# Cemetery names



## noahbody (Sep 20, 2003)

Hi all you freaks.
this year I am doing the cemetary thing, complete with light up columns and a skull topped fence.
The columns will be powered by fading lights, each one will have different glowing sayings (beware, turn bac, ECT) which I think will look cool.
I was wanting to know what you guys think of my cemetary namee and hear some of yous as well.

I am calling mine:
NoRe(insert skull here)Morse
Cemetary

I am interested to "see" what you have to say.[]

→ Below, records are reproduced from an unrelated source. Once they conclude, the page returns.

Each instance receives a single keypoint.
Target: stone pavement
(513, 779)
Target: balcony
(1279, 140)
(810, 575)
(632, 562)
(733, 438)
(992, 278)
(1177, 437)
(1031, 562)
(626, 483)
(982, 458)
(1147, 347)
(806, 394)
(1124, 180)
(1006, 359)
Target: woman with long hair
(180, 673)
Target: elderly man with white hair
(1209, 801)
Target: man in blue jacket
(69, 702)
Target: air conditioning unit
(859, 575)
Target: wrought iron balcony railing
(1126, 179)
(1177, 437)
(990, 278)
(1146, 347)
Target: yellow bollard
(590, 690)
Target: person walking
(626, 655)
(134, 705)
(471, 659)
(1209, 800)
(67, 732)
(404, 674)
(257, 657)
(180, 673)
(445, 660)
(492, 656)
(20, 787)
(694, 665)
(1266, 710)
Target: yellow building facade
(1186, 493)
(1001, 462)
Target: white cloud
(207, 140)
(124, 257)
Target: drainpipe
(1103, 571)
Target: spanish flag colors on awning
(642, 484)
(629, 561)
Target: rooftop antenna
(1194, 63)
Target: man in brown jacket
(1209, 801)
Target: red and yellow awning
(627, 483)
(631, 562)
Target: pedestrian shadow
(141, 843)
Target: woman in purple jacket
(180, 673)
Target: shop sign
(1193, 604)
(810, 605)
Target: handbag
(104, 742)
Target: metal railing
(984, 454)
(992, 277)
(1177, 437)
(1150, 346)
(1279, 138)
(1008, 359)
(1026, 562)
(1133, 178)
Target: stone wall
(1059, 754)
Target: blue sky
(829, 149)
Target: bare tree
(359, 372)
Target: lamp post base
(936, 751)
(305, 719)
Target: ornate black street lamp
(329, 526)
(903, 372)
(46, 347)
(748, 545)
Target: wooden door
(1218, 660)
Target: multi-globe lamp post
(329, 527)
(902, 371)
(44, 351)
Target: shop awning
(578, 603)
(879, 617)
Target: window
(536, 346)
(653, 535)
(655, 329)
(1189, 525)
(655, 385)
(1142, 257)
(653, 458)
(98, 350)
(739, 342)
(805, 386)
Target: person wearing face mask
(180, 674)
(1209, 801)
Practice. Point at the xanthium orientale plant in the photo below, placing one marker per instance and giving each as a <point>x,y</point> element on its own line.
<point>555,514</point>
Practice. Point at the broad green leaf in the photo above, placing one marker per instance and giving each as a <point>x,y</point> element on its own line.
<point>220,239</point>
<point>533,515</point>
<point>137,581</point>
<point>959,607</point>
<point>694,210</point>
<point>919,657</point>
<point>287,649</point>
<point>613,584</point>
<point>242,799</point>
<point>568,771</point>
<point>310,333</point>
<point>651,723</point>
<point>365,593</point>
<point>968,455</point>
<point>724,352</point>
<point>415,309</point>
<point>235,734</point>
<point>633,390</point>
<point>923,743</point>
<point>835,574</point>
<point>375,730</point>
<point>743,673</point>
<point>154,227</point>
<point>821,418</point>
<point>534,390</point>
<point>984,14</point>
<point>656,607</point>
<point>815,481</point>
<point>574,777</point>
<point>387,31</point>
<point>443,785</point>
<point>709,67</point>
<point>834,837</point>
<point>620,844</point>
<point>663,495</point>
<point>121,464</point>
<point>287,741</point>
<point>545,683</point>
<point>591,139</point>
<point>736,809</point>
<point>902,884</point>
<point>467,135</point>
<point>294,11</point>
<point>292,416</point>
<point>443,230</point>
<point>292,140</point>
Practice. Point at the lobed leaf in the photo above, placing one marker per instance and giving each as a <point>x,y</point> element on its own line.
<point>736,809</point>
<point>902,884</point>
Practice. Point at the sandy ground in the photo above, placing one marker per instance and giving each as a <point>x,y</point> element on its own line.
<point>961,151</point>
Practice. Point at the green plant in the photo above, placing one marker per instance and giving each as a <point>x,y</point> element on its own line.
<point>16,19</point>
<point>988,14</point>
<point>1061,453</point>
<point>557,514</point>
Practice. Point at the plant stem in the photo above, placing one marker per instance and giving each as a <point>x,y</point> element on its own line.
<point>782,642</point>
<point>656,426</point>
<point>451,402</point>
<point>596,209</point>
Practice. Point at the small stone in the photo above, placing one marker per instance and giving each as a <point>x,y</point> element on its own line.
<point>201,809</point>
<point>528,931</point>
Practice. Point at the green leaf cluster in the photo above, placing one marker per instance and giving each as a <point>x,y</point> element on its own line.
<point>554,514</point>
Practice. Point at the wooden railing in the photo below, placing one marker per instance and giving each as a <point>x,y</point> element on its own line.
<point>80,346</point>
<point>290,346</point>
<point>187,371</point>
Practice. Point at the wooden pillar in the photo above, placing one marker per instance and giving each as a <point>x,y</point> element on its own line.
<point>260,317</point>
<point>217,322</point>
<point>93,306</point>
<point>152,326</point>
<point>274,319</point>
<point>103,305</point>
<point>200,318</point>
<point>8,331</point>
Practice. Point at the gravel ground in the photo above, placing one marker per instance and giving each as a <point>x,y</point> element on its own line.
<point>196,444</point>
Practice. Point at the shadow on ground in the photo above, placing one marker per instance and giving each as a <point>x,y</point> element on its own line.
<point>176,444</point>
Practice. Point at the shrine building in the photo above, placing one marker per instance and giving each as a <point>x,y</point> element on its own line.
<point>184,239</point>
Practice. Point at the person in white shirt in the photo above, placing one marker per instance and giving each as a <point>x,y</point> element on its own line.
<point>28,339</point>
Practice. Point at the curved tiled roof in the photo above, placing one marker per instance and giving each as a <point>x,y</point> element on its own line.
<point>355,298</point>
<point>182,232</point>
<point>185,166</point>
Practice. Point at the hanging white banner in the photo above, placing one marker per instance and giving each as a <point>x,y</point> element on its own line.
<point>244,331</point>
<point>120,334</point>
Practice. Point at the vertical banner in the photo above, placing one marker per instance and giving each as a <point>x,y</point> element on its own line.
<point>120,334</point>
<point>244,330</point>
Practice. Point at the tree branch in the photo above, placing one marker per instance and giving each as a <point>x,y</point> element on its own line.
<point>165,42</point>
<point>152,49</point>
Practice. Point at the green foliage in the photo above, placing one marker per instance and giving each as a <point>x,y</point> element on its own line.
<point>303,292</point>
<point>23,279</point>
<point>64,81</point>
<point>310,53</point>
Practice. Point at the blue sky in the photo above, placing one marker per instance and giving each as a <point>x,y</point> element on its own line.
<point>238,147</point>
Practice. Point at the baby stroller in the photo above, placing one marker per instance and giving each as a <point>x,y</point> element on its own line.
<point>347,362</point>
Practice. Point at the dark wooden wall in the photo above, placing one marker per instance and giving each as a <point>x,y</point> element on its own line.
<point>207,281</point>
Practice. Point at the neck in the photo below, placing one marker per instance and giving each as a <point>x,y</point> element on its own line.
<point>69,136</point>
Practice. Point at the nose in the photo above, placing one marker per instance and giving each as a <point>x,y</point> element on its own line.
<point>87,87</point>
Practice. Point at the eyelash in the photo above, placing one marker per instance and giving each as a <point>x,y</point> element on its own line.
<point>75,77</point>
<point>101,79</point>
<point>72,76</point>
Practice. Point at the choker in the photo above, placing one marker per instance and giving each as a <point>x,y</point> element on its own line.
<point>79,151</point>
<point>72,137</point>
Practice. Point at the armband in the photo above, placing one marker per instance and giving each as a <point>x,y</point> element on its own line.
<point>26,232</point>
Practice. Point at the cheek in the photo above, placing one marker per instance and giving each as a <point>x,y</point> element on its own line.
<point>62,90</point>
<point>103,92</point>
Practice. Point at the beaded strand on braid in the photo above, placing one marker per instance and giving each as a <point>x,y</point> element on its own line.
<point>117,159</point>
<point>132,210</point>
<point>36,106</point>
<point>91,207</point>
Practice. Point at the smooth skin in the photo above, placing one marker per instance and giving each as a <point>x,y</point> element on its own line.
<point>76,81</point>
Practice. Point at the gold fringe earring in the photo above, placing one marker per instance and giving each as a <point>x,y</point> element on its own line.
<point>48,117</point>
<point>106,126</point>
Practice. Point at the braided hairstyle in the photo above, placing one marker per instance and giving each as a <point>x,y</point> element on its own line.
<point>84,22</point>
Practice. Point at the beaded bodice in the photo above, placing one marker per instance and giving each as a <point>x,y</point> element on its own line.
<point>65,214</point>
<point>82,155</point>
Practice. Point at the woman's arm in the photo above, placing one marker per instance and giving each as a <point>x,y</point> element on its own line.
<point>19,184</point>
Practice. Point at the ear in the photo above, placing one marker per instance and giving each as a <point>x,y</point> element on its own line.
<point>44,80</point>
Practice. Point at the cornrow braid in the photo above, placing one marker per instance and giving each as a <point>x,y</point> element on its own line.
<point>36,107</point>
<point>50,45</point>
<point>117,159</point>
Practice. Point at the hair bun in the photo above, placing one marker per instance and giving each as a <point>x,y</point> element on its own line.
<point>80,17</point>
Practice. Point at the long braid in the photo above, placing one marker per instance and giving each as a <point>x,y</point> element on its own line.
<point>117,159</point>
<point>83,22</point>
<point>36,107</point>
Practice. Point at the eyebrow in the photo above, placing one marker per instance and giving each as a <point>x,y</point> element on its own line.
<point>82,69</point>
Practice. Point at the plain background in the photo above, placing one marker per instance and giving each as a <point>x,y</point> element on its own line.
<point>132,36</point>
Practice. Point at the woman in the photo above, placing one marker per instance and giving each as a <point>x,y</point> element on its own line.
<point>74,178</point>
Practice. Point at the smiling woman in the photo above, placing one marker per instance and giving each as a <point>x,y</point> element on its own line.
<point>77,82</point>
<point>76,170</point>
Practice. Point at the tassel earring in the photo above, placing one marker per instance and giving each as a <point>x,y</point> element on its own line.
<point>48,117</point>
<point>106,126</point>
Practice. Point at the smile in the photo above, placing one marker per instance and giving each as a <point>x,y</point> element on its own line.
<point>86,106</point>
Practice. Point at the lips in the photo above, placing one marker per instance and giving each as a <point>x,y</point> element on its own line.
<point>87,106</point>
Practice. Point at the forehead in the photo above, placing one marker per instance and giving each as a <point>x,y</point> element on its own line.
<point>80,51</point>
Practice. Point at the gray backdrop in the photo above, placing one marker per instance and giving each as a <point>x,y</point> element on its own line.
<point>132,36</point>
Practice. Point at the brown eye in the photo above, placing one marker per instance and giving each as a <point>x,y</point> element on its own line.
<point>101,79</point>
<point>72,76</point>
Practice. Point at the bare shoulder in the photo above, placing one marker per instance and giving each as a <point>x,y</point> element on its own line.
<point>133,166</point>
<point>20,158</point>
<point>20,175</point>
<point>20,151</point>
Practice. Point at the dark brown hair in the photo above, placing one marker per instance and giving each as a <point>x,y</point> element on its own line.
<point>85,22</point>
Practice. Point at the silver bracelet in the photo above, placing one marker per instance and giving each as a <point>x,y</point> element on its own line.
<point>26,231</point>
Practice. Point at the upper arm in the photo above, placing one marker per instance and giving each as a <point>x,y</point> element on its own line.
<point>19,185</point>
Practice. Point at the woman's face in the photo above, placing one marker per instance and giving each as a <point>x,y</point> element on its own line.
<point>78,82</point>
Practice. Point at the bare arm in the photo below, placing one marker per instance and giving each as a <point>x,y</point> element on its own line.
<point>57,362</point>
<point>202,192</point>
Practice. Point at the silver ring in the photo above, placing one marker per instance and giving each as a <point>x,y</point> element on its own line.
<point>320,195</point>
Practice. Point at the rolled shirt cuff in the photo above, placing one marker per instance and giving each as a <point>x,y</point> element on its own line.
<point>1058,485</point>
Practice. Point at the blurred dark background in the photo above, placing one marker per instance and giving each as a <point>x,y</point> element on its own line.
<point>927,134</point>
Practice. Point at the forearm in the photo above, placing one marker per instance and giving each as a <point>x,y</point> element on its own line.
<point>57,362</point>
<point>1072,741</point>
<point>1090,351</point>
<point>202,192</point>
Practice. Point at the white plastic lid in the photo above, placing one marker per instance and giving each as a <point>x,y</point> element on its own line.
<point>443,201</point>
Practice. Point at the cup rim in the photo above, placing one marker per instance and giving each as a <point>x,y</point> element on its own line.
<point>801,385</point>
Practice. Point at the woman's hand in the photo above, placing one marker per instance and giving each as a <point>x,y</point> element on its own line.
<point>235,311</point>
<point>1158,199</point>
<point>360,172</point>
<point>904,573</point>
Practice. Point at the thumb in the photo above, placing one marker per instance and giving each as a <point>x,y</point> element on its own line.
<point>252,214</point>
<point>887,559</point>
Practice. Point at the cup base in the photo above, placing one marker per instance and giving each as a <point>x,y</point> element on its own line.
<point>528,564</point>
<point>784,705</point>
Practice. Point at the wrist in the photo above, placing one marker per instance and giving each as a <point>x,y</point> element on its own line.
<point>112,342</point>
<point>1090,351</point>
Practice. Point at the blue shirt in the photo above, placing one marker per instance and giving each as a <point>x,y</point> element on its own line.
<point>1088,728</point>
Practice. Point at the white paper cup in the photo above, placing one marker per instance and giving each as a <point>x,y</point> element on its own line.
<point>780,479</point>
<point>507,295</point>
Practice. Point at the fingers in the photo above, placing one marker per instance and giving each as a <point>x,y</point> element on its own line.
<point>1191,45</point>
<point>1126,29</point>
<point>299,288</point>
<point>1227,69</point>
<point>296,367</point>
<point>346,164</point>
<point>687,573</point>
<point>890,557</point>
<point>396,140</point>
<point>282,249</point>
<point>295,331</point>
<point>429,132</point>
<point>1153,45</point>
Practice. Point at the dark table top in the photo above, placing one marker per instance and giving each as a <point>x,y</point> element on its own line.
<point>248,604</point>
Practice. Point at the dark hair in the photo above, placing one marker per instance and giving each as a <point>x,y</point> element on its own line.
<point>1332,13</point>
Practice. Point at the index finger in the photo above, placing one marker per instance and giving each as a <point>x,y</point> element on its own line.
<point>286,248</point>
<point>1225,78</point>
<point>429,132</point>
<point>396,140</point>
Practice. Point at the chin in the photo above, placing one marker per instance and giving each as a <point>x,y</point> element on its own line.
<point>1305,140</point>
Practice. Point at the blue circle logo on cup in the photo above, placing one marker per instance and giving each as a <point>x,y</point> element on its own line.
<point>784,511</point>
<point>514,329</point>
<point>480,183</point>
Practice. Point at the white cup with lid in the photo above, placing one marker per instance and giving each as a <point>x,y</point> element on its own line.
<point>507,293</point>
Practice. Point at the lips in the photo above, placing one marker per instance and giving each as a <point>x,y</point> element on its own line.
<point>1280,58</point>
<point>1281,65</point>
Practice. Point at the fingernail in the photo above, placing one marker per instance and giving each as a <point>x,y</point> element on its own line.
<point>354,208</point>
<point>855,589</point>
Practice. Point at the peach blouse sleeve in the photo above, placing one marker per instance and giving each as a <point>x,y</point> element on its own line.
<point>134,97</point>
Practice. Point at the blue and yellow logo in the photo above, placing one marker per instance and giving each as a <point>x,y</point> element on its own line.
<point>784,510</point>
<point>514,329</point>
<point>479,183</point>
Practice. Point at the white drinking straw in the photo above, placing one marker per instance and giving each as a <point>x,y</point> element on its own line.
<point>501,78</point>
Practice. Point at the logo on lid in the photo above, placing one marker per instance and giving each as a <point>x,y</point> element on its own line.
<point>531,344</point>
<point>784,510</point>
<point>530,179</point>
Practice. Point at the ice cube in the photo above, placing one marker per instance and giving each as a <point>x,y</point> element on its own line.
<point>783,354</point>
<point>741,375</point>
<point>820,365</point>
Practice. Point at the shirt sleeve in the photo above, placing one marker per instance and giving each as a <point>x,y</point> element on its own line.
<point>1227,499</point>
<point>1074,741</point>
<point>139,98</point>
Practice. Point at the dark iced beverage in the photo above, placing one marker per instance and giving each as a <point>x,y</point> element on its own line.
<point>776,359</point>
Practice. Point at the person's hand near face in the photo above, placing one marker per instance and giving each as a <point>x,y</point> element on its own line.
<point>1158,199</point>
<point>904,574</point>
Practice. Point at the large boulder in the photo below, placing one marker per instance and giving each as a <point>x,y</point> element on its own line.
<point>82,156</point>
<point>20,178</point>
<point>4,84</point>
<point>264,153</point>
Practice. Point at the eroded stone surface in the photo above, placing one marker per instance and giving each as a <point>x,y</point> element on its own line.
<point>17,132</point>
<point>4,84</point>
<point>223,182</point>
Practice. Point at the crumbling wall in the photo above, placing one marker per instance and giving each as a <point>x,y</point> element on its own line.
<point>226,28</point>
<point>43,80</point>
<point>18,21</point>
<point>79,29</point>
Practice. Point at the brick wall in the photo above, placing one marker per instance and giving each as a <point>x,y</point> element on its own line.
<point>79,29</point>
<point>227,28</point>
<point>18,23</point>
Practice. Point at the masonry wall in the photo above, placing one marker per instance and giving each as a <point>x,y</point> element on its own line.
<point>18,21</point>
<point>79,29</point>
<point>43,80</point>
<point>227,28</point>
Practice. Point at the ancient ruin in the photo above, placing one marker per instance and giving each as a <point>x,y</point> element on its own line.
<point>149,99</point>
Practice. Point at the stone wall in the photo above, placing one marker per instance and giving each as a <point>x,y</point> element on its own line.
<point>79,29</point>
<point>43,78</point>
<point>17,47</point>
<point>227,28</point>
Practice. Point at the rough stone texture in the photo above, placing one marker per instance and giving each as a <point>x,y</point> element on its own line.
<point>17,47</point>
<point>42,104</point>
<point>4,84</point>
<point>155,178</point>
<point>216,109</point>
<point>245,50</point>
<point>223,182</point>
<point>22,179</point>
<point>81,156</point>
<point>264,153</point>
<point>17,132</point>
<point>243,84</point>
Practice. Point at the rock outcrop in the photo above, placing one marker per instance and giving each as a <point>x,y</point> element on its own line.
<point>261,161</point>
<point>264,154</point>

I am not ugly! That's just my Halloween costume, I do however wear it all year!


----------



## creepybob (Jul 27, 2003)

That's a cool name. I named mine Damnation

They mostly come out at night........Mostly
Check out my pic's at 
http://www.halloweenforum.com/photo_album_view.asp?cname=2002+home+haunt&mid=416&cid=1013


----------



## noahbody (Sep 20, 2003)

Thanks creepy, great pics.
Scare em all this year!

I'll be lurking for you.


----------



## Shadojack (Sep 7, 2003)

I like it.

"Even while I breathed there came to my nostrils the breath of the vapor of heated iron. A suffocating odor pervaded the prison. A deeper glow settled each moment in the eyes that glared at my agonies. A richer tint of crimson diffused itself over the pictured horrors of blood. There could be no doubt of the design of my tormentors. Oh, most unrelenting! Oh, most demoniac of men! 'Death,' I said, 'any death but that of the pit.'"


----------



## susiecat (Apr 17, 2002)

how about.....knock em stiff or dead drop in


----------



## sprfly (Oct 19, 2002)

*Noah,
I took the name of my street: E. Anvil Drive, took the A and N out of the name and called it E vil Drive Manor. It's very effective. I even cover-up the two letters on the street sign on the corner and highlight the other letters with (washable) glow in the dark paint for an even spookier effect.*

*-fly*


----------



## sheepies666 (Sep 22, 2003)

Hey! I might have to steal that idea! I live on Demaine Cres, which is awfully close to Demon Cres...


----------



## groovethang (Jul 14, 2003)

*Hey, noah. I hope I don't sound like a total wet blanket, but "cemetery" is spelled differently than you have it. Not sure if you did that on purpose or not ... just an fyi, and I would hate for you to build signage or some other prop with it and have some smartass (like me []) point out the spelling! I really like your name idea ... I wonder if there is a suitable poem that incorporates the phrase, "no remorse." It reminds me of The Raven by E. A. Poe, though (it uses the word, "nevermore" in it).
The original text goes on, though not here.